28 сентября, в четверг, Хмель, взяв в свой табор заложниками за себя е. м. п. старосту красноставского и е. м. п. подстолия литовского, брата моего, приехал с полковниками в наш лагерь, и припав к моим ногам и их м. пп. комиссаров, дал клятву на договор; мы тоже в свою очередь присягнули на него. Пока посылаю в. м. м. пану копию договора, а подлинник сам после отдам е. к. м.
Не знаю, придется ли он по вкусу е. к. м., однако, все, что я делал, делал ради республики, не желая подвергать ее еще большим потерям. Отчасти потому, что она подверглась большой разрухе из-за противника (на несколько десятков миль царит опустошение), что и в дальнейшем продолжалось бы, если бы мир этот был нарушен саблей. И в короткое время эти края должны были бы прийти к окончательной гибели от двух столь мощных войск, в связи с чем Речь Посполитая из-за их уничтожения могла бы позже сильно пострадать. Отчасти потому, что из-за налогов разорен и солдат наш.
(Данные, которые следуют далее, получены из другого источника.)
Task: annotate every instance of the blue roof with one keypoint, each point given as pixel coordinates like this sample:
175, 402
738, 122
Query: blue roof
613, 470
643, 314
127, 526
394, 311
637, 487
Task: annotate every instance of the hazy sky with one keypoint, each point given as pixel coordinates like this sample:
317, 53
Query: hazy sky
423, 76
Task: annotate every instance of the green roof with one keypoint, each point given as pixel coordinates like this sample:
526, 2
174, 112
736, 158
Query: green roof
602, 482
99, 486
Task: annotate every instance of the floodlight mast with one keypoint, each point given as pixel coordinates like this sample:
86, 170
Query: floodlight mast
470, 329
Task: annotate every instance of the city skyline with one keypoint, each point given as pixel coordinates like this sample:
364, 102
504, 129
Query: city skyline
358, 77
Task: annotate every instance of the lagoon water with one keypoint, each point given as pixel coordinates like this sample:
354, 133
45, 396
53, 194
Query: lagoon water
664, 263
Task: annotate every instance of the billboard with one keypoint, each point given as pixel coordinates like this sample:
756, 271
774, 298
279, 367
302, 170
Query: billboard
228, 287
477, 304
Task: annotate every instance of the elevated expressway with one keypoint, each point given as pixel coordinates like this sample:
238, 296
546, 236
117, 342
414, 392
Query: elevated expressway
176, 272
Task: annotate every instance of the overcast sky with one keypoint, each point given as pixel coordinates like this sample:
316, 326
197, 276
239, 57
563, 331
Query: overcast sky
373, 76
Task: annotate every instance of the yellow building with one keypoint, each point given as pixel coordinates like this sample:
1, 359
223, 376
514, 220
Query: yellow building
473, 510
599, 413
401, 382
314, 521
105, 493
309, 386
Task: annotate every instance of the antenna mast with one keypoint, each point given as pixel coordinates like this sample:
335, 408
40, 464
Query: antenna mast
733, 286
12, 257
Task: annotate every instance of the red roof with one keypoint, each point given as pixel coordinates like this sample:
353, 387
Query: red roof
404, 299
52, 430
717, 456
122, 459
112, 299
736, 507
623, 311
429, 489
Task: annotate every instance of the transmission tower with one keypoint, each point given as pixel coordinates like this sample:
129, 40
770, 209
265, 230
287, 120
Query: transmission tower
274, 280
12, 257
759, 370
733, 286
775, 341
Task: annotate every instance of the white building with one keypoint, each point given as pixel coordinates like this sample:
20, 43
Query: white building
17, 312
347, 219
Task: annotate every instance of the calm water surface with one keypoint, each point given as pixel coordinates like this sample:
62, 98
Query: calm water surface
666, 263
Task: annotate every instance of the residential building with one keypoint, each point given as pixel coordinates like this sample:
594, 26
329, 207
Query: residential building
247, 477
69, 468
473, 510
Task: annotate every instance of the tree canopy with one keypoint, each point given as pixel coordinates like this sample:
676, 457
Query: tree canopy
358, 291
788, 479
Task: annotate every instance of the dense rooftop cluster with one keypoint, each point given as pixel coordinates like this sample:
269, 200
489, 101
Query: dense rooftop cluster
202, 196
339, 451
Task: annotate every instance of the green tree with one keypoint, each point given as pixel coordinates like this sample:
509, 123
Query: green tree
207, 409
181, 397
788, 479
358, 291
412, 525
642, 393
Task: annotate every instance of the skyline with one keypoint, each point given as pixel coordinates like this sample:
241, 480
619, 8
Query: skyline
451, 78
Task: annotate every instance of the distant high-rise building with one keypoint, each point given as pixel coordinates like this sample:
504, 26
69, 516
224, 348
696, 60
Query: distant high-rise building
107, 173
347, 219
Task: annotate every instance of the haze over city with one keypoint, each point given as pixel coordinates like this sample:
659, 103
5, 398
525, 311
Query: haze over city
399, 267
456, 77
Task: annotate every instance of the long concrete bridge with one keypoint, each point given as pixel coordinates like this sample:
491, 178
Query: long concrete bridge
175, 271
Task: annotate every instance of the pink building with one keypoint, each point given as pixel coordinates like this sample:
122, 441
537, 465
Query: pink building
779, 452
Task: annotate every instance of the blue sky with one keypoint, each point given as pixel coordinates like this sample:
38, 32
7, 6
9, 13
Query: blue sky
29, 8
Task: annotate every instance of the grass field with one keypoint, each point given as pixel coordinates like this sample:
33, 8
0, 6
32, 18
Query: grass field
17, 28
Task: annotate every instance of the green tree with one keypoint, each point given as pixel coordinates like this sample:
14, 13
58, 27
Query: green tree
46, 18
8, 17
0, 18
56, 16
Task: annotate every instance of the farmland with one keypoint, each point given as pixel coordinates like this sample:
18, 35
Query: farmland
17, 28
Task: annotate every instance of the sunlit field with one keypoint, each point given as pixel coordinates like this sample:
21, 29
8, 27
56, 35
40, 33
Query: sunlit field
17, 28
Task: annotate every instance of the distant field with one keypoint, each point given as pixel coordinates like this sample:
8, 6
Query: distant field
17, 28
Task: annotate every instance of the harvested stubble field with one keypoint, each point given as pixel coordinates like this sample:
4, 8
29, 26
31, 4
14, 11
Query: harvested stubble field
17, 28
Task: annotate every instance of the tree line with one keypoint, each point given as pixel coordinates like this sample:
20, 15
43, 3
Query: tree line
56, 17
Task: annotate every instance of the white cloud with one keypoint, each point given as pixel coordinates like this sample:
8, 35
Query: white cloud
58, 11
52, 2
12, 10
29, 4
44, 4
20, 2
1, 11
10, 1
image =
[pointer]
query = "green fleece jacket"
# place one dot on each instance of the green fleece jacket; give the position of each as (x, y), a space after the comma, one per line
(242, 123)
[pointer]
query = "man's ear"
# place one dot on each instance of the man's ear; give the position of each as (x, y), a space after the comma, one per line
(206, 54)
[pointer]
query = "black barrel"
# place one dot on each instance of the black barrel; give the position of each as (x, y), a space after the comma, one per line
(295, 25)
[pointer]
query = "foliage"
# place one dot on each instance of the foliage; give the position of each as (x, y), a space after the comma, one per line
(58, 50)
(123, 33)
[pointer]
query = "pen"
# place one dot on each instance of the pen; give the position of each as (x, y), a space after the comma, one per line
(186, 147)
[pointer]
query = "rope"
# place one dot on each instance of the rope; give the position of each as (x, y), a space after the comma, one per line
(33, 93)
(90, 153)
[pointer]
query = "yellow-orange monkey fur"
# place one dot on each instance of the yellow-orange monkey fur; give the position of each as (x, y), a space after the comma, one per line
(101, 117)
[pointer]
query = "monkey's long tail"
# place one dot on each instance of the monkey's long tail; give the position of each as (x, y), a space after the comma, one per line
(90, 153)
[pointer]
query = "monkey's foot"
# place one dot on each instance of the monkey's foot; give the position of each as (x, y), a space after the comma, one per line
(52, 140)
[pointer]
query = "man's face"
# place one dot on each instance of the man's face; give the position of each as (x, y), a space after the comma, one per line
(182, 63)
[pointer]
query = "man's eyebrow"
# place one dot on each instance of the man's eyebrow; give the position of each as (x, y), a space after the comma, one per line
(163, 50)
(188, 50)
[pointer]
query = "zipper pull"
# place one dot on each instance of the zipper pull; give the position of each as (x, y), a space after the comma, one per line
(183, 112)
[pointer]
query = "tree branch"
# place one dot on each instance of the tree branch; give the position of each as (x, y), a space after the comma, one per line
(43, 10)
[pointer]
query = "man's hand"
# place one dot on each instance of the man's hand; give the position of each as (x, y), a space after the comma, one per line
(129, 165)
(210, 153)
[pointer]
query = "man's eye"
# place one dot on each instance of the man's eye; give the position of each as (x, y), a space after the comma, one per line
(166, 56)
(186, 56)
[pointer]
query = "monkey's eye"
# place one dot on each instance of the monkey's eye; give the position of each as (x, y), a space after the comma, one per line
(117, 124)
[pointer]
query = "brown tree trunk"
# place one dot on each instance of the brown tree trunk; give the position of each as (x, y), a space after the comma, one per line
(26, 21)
Итак, принимая это во внимание, я предпочел определенный мир гадательной победе. Считаю, что к счастью е. к. м. отчизна удовлетворена, поскольку и граница, которую себе противник широко и очень гордо наметил, шею свернула, поскольку изгнанные [паны] возвратились в поместья, поскольку и солдат будет иметь на Украине свои зимние квартиры.
Какой этот мой труд ни есть и как бы его люди ни истолковывали, я его полностью отдаю братской милости в. м. м. пана с горячей просьбой о том, чтобы в. м. м. пан, как и во всех случаях со мною, так и в этом, соизволил встать на мою сторону, если бы кто-либо со стороны превратно е. к. м. представил [это].
Следовало бы в. м. м. пану помнить и отличить е. м. п. воеводу киевского, который, как в этой услуге для е. к. м. и всей Речи Посполитой, так и в других случаях проявил отличное мужество. Не меньше следовало бы е. м. п. воеводу брацлавского иметь под своим покровительством и перед е. к. м. соизволить заступиться своим авторитетом по поводу упомянутых событий.
Усердно и покорно прошу за е. м. п. стражника войскового, чтобы ему было предоставлено оставшееся по е. м. п. Ворониче киевское подчашество и горячо ходатайствую, чтобы он получил эту должность от е. к. м. по ходатайству в. м. м. м. пана.
В лагере под Рудком, 1 октября 1651.